Bir kez daha şu soruyu sordum kendi kendime:
“Bu adamların oynadığı oyunun adı futbol ise, ülkemizdekinin adı nedir?”
Vallahi de billahi de şu yaşıma geldim, kimse yanıtı bulamıyor.
TV’deki futbol ulemalarını artık dinlemiyorum bile. TV’nin sesi kısık, maç görüntülerine bakıyorum sadece.
Sanırsın ki adamların mazilerinde, Dünya ve Avrupa Şampiyonluğu, Şampiyonlar Ligi şampiyonluğu, UEFA Kupası var. Futbolun ordinaryüsü edasıyla bir anlatıyorlar, bir konuşuyorlar ki sormayın gitsin.

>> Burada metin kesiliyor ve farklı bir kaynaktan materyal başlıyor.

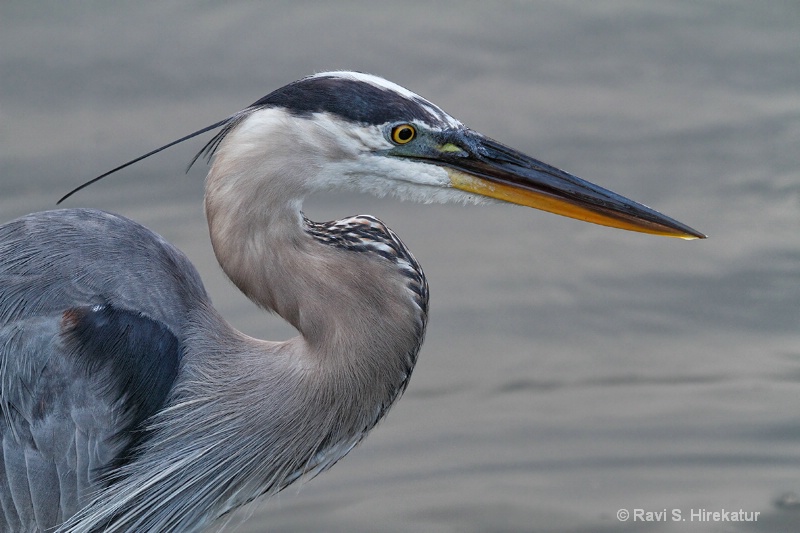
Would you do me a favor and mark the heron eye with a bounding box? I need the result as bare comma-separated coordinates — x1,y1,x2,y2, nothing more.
392,124,417,144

Hele hele kelime dağarcıklarına Google’dan kopyalayıp yapıştırdıkları eksantrik kelimeleri bozuk telaffuzlarıyla cümlelerinin arasına koymuyorlar mı?
Güler misin, yoksa ağlar mısın?
Maçları bir kez daha izledim. Haliyle benim için gecenin boyu uzadı, yastığa başımı koyduğum da gecenin üçü idi.

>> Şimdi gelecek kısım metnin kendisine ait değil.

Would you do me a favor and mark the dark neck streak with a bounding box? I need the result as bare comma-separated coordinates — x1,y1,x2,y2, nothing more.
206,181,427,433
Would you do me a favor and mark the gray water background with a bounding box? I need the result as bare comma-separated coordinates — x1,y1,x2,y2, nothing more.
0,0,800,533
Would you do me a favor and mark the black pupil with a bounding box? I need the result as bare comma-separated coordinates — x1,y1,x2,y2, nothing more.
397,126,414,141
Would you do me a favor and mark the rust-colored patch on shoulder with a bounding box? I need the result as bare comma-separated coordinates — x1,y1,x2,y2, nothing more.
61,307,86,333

Sabah istemeye istemeye de olsa keyifsiz bir şekilde kalkmak zorunda kaldım. Atakum’dan, şehrin doğusuna doğru giden Atatürk Bulvarı her zamanki gibi tıka basa araç yoğunluğundaydı.

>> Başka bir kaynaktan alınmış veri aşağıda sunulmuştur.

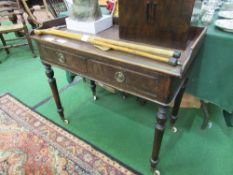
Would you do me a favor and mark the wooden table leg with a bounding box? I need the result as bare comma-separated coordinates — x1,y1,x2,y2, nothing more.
170,80,187,133
201,100,210,129
151,106,168,174
44,64,69,124
91,80,97,101
0,34,10,54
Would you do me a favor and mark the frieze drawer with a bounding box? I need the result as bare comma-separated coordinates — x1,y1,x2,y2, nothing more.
87,60,170,101
39,45,87,73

Şehrin yöneticileri, her gün sabah ve akşam saatlerindeki bu işkenceyi görmüyorlar- göremiyorlar-çözüm bulamıyorlar.
Ruh halim uykuya paralel olarak iyi sayılmazdı ama bana sabah sabah bir haller oldu. Omuzlarımda iyilik melekleri iş başında. Sağdan önüme direksiyon kıranlara kızmadım, yol verdim. Yaya geçidine on metre uzaklıkta olan karşıdan karşıya geçmekte olanlara da…
Onlar için yaya geçidi, her yerdir. Geçiş hakları bakidir.
Değişiklik olsun diye direksiyonu Çiftlik Caddesi’ne kırdım. Okullar bölgesinde önümdeki araç sinyal minyal vermeden zınk diye durdu.
Ona da kızmadım.
Ön koltuktan mini mini bir çocuk indi okuluna doğru koştu.
Sahi o çocuğun ön koltukta işi neydi?
Ah bu veliler ah!
Güç bela Bahçelievler kavşağına geldim. Sola dönüş için ışığın yeşillenmesini beklemekteyim.
Orta yaşlı kirli sakallı bir adam, telaşlı bir halde trafiği yönlendirmeye çalışıyor. Zannedersin ki sivil trafik polisi. Şaşkınlıkla izlerken, dolmuşa binmek için mi yapıyor bu hareketleri diye düşündüm.
Yanılmışım.
Yüz metre ileriden gelmekte olan ambulansa yol verilsin diye çırpındığını geçte olsa anladım.
Başarmıştı.
Araçlar yolu açtı, ambulans kavşağa takılmadan hızla yoluna devam etti.
Arabamın camını indirdim, korna çaldım bakmadı, bu kez seslendim, döndü baktı göz göze geldik.
Okey işareti yapıp elimi göğsüme getirdim. Taktir edildiğini anladı, aynı şekilde yoluna devam etti.
O mutlu, ben daha keyifli bir hal aldık.
Mert Irmağı ıslah çalışmaları aylardır devam ediyor. Yüzlerce fora kazık çakıldı. Proje nasıldır?
Hiçbir fikrim yok! Güzel bir şey olacak gibi görünüyor. İnşaat nedeni ile yol perişan bir haldeydi.
Ama o da ne?
Belediye çukurları doldurmuş, asfalt yapmış!
Bak sen bu işe!
Bu yazıyı yazana dek işler benim adıma iyi gitti. Uykumdan ayıldım, kısa da olsa hoşgörü dolu bir seyahat yaptım. Ofise gelip vakit geçirmeden bu yazıyı oluşturmaya koyuldum.
Gün daha nelere gebe olacak?
Bilemiyorum.
Sadece bana değil, herkese hayırlı işler olsun.